My electric utility released an iPhone app called "DTE Insight" which (among other things) measures the amount of power flowing through an appliance's power cord by asking you to hold the cord against a specific part of the iPhone at a specific angle. I tested this app against the measurements from my Kill-a-Watt, and the app seems remarkably accurate to the point where I don't really understand how it works.

I understand that current flowing through a conductor creates a magnetic field around the conductor, and I imagine that this app is using the phone's magnetic field sensor to try to measure the magnetic field caused by the current flowing through the cable, then multiplying the calculated current by an assumed voltage of 115 or 120 or whatever in order to estimate power.
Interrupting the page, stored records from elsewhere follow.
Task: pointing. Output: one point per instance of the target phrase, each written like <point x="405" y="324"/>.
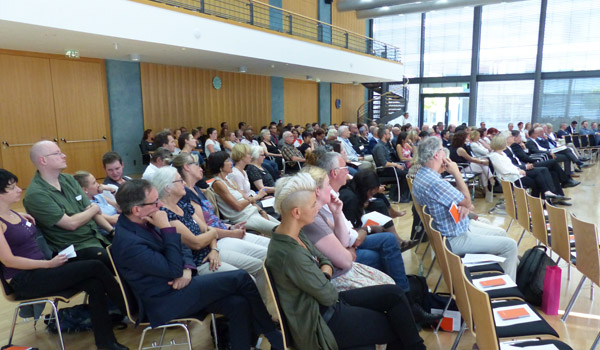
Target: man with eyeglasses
<point x="61" y="209"/>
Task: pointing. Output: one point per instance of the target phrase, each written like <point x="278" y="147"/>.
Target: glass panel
<point x="572" y="37"/>
<point x="509" y="36"/>
<point x="570" y="99"/>
<point x="503" y="102"/>
<point x="448" y="41"/>
<point x="458" y="110"/>
<point x="403" y="31"/>
<point x="434" y="110"/>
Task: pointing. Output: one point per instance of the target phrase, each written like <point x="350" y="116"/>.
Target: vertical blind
<point x="572" y="37"/>
<point x="448" y="42"/>
<point x="403" y="31"/>
<point x="509" y="37"/>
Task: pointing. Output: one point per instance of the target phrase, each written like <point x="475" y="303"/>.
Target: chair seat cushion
<point x="522" y="329"/>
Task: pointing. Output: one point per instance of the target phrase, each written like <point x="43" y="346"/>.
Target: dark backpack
<point x="531" y="273"/>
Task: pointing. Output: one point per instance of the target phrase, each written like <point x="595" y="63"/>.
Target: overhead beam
<point x="423" y="6"/>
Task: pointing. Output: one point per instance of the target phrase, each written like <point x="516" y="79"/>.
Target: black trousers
<point x="375" y="315"/>
<point x="90" y="276"/>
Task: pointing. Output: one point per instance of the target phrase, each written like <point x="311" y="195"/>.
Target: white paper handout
<point x="478" y="259"/>
<point x="500" y="322"/>
<point x="375" y="217"/>
<point x="480" y="283"/>
<point x="69" y="252"/>
<point x="269" y="202"/>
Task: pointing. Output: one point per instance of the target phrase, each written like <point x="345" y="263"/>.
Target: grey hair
<point x="291" y="191"/>
<point x="163" y="180"/>
<point x="255" y="151"/>
<point x="428" y="147"/>
<point x="328" y="161"/>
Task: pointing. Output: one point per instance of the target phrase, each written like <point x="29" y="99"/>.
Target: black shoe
<point x="113" y="346"/>
<point x="422" y="316"/>
<point x="571" y="183"/>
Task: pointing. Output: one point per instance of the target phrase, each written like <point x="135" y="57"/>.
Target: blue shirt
<point x="438" y="195"/>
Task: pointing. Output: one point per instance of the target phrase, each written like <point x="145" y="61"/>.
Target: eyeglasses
<point x="155" y="203"/>
<point x="59" y="153"/>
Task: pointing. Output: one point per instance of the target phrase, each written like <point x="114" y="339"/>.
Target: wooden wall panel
<point x="351" y="97"/>
<point x="301" y="101"/>
<point x="182" y="96"/>
<point x="26" y="109"/>
<point x="81" y="107"/>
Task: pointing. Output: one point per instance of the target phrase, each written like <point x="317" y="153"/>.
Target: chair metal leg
<point x="437" y="328"/>
<point x="521" y="238"/>
<point x="573" y="299"/>
<point x="596" y="342"/>
<point x="463" y="326"/>
<point x="214" y="325"/>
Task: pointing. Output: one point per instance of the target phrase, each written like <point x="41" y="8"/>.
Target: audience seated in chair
<point x="31" y="276"/>
<point x="61" y="209"/>
<point x="317" y="315"/>
<point x="465" y="236"/>
<point x="162" y="274"/>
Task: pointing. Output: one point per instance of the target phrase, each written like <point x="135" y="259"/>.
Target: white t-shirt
<point x="216" y="146"/>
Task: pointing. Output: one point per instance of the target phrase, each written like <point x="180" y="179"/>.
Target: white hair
<point x="163" y="180"/>
<point x="290" y="191"/>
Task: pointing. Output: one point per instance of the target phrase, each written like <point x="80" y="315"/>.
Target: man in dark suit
<point x="160" y="270"/>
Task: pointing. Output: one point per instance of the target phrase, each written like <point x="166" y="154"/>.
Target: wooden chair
<point x="538" y="219"/>
<point x="522" y="211"/>
<point x="275" y="297"/>
<point x="560" y="235"/>
<point x="175" y="323"/>
<point x="65" y="296"/>
<point x="588" y="257"/>
<point x="485" y="332"/>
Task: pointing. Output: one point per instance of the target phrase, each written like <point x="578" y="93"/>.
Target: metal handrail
<point x="274" y="18"/>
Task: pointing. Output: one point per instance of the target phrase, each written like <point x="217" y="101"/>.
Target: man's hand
<point x="183" y="281"/>
<point x="158" y="219"/>
<point x="214" y="260"/>
<point x="362" y="234"/>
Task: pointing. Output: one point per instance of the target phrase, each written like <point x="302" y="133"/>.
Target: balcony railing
<point x="269" y="17"/>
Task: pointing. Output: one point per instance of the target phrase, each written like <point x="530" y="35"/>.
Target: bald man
<point x="61" y="209"/>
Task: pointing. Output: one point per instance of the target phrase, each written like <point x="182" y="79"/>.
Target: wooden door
<point x="26" y="111"/>
<point x="81" y="106"/>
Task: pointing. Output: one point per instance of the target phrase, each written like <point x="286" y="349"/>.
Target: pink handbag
<point x="551" y="294"/>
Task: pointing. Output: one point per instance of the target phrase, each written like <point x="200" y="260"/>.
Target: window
<point x="448" y="42"/>
<point x="403" y="31"/>
<point x="570" y="99"/>
<point x="509" y="37"/>
<point x="503" y="102"/>
<point x="572" y="37"/>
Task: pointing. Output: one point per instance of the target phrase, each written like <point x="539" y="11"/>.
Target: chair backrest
<point x="438" y="247"/>
<point x="485" y="334"/>
<point x="559" y="230"/>
<point x="273" y="292"/>
<point x="127" y="295"/>
<point x="586" y="246"/>
<point x="509" y="199"/>
<point x="521" y="207"/>
<point x="538" y="220"/>
<point x="457" y="271"/>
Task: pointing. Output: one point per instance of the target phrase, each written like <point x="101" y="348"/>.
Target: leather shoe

What confuses me is that household appliance cables contain two current-carrying conductors. Wouldn't the opposing magnetic fields from the two conductors interfere with and almost completely cancel out their respective fields out in the area around the cable? The app does ask whether the cord being tested is a two- or three-pronged cord, and whether the cord is round or flat. Can anybody explain to me how this might work?

Data

I did some tests using the app and my Kill-a-Watt to measure power draw of the same loads. I did five trials of each of the four loads using the app. The loads were:

1. Assorted computing equipment sharing a power strip
2. An electric fan on low
3. An electric fan on medium
4. An electric fan on high

The results are as follows:

Compute Load:

Kill-a-Watt: 632 W, 757 VA

App: 678 W, 667 W, 623 W, 662 W, 644 W

Fan on Low:

Kill-a-Watt: 56 W, 57 VA

App: 75 W, 75 W, 75 W, 75 W, 77 W

Fan on Medium:

Kill-a-Watt: 75 W, 75 VA

App: 103 W, 101 W, 98 W, 100 W, 97 W

Fan on High:

Kill-a-Watt: 97 W, 102 VA

App: 132 W, 129 W, 131 W, 128 W, 131 W

Reproducibility

If you want to try this yourself, you have to select "Tools" and then "Take a Power Scan" from the main menu of the app.

Answer 1

Not having used said app I believe it is a master of assumptions and averages.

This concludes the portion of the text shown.